The solution can be used for greenfield or existing projects. It allows developers to focus on modeling, rather than performance optimisations, greatly improving time-to-market for new features, simplifying IT architecture and infrastructure.

In Finance

The solution is used for speeding up and computing derivatives for various financial models, including pricing exotic derivatives, payoff languages, curve building, XVA, EPE, Loss-given-default, and others.

It enables transitioning to Live Risk from Batch processing by applying the Automated Implicit Function Theorem.
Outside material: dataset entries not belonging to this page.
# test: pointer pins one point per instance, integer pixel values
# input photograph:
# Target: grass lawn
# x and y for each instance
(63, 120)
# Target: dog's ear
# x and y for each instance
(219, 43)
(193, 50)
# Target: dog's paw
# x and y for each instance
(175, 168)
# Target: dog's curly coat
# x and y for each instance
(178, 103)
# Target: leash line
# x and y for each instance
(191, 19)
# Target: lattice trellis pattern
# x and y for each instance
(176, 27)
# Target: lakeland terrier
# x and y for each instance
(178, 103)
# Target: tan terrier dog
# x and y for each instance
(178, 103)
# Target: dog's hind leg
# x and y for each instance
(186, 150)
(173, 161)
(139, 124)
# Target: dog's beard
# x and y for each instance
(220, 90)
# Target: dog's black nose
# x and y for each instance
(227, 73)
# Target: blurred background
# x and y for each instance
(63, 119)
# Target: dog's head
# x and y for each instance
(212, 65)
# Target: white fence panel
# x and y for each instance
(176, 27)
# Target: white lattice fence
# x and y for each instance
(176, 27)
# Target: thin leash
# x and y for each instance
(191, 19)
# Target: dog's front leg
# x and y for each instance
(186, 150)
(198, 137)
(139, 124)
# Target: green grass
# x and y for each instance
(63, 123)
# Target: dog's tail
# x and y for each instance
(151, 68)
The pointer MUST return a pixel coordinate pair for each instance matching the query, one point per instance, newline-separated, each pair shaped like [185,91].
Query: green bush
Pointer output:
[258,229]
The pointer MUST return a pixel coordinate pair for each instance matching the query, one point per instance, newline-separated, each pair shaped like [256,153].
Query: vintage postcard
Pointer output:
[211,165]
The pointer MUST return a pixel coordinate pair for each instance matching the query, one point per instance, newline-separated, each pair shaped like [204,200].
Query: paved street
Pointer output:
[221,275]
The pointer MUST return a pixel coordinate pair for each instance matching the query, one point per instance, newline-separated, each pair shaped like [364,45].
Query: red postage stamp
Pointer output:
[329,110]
Stress-Testing, Back-Testing, What-if analysis, VaR can be accelerated with the solution.

Neural Networks

The solution can be used to develop new Neural Network Architectures. Refer to research:

https://arxiv.org/abs/2207.03577

Other applications

Life science, physics, drug research, disease diagnosis (https://elib.uni-stuttgart.de/bitstream/11682/13787/7/PhD_Thesis_Ivan.pdf) benefit from simplifying development, automatic differentiation and improving performance of simulations.

Package contents

The package includes 2 projects: basic examples and QuantLib(https://www.quantlib.org/) examples.

Please refer to Manual.pdf on the functionality and uses.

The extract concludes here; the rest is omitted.